SWE-Bench++: Automated Multilingual Evaluation

Updated 17 February 2026

The paper introduces SWE-Bench++, a scalable framework that mitigates solution leakage and contamination through automated, multilingual evaluation of code-generation tasks.
It employs a fully automated pipeline for programmatically sourcing GitHub PRs, synthesizing reproducible environments, and augmenting test oracles.
Benchmark analyses reveal significant performance drops on diversified, multilingual tasks, underscoring challenges in current LLM code-generation evaluation.

SWE-Bench++ is an automated, large-scale, multilingual framework and dataset for evaluating and advancing code-generation systems on repository-level software engineering tasks. Originating as a response to key limitations and contamination vulnerabilities in the original SWE-bench Python benchmark, SWE-Bench++ now designates a family of benchmarks and pipelines that prioritize data cleanliness, scalability, automatic environment synthesis, rigorous and multi-language coverage, and robustness against memorization effects in modern LLMs.

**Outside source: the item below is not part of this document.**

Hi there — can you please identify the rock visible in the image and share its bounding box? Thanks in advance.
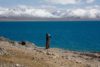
[0,48,8,55]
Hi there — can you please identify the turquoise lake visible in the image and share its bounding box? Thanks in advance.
[0,21,100,52]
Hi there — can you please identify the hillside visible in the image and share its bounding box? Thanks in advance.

Key contributions include methodological advances in dataset construction, environment orchestration, contamination control, test oracle augmentation, and evaluation metrics, with empirical evidence demonstrating both substantial benchmark difficulty and the pitfalls of overfitting to static or narrow test suites.

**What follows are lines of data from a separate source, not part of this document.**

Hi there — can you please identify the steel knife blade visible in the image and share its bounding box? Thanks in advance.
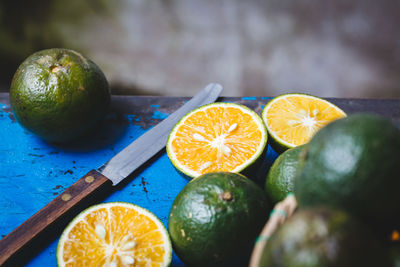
[0,83,222,266]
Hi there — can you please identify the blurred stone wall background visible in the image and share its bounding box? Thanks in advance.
[0,0,400,97]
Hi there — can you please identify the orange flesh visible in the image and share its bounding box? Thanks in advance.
[265,96,346,146]
[171,106,263,174]
[63,206,166,266]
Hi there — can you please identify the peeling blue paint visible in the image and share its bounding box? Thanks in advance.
[242,96,257,100]
[0,99,276,266]
[151,110,169,120]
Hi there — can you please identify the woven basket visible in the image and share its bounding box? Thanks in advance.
[249,194,297,267]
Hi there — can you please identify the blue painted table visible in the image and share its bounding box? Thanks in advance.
[0,93,400,266]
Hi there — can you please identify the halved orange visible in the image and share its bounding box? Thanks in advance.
[262,93,346,152]
[57,202,172,267]
[167,102,267,177]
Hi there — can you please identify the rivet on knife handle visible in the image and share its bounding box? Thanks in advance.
[0,170,112,266]
[0,83,222,266]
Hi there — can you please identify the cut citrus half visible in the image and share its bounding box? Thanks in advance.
[262,94,346,152]
[167,102,267,177]
[57,202,172,267]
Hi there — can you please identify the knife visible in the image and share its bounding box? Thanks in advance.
[0,83,222,266]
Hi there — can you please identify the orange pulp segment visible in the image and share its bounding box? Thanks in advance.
[57,202,172,267]
[167,102,267,177]
[262,94,346,148]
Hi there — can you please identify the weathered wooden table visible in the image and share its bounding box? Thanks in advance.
[0,93,400,266]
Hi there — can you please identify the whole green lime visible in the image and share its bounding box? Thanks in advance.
[259,207,393,267]
[294,114,400,238]
[169,172,271,266]
[265,145,305,203]
[10,48,110,142]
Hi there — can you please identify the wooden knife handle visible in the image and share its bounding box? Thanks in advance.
[0,170,112,266]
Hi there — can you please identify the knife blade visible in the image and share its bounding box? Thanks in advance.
[0,83,223,266]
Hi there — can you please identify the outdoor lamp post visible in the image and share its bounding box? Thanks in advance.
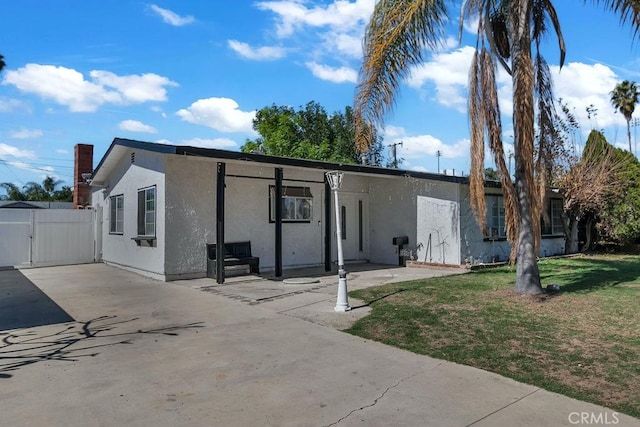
[325,171,351,312]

1. Motivation and Evolution Beyond the Original SWE-Bench

The release of the original SWE-bench established a standard for assessing LLMs on real-world GitHub issues and their corresponding pull requests. However, systematic reviews exposed several critical flaws: solution leakage (where explicit patch solutions appear in issue text/comments), test insufficiency (where weak oracle tests let incorrect patches “pass”), and widespread data contamination (with over 94% of tasks predating major LLMs' knowledge cutoffs, risking memorization) (Aleithan et al., 2024). Large-scale empirical audits revealed that up to 32.67% of “successful” agent solutions simply copied leaked answers, and another 31.08% were accepted due to weak test coverage.

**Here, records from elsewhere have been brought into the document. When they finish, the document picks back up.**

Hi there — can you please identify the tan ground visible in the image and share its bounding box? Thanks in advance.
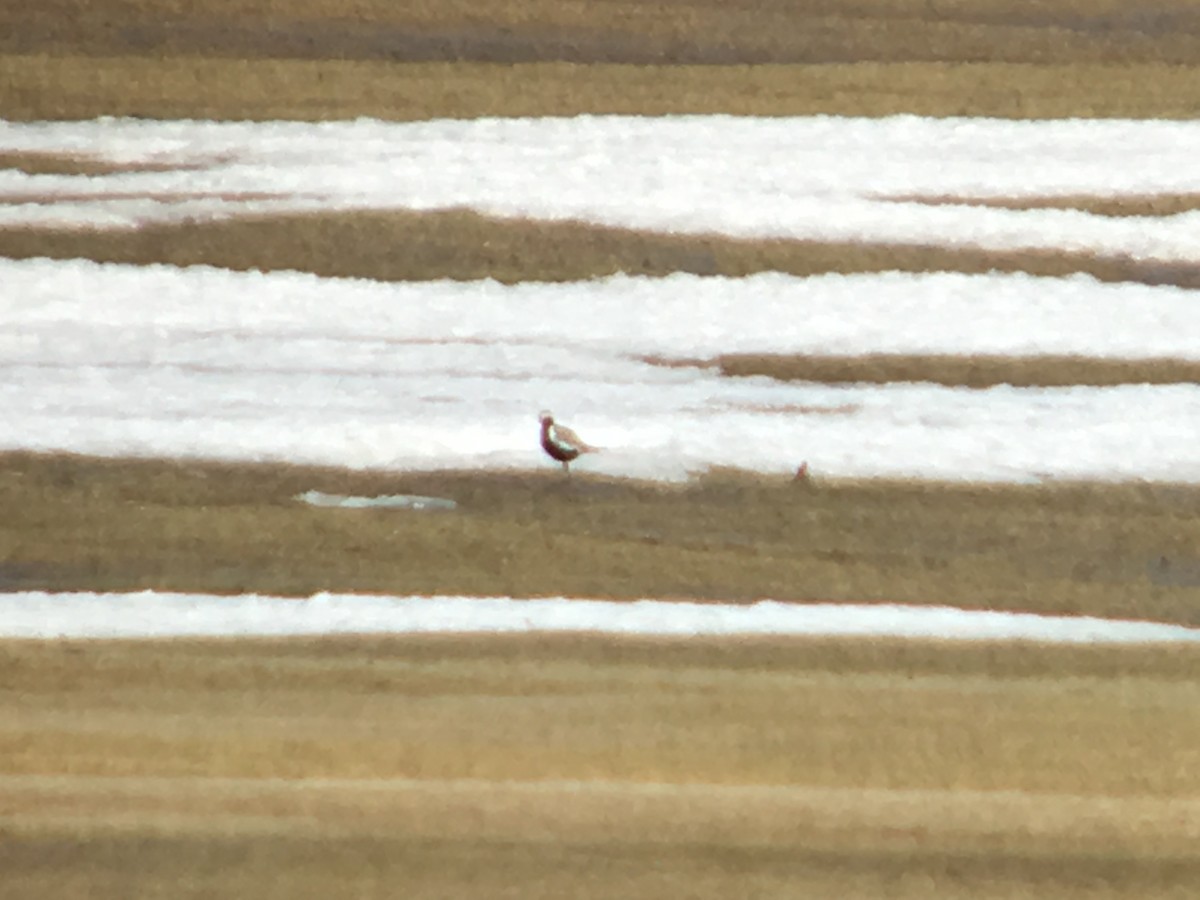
[0,0,1200,900]
[7,636,1200,898]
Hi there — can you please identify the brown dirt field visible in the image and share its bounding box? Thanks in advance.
[7,451,1200,624]
[0,635,1200,898]
[0,0,1200,900]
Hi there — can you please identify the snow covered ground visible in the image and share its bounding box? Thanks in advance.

Multiple works confirmed these issues and highlighted additional distributional mismatches: the small number of curated repositories (e.g., 12 in SWE-bench) led to unrealistic overestimation of model performance, while the Python-centric focus ignored the broader polyglot context of contemporary software engineering (Vergopoulos et al., 10 Mar 2025, Wang et al., 19 Dec 2025, Zan et al., 3 Apr 2025). To address these issues, the SWE-Bench++ agenda emerged around four pillars:

Automated, scalable programmatic sourcing of GitHub PRs across many languages;
Execution-based evaluation using historical environment synthesis;
Strict post–knowledge cutoff task filtering to block contamination;
Comprehensive augmentation of oracles and metrics to support robust, multi-level evaluation.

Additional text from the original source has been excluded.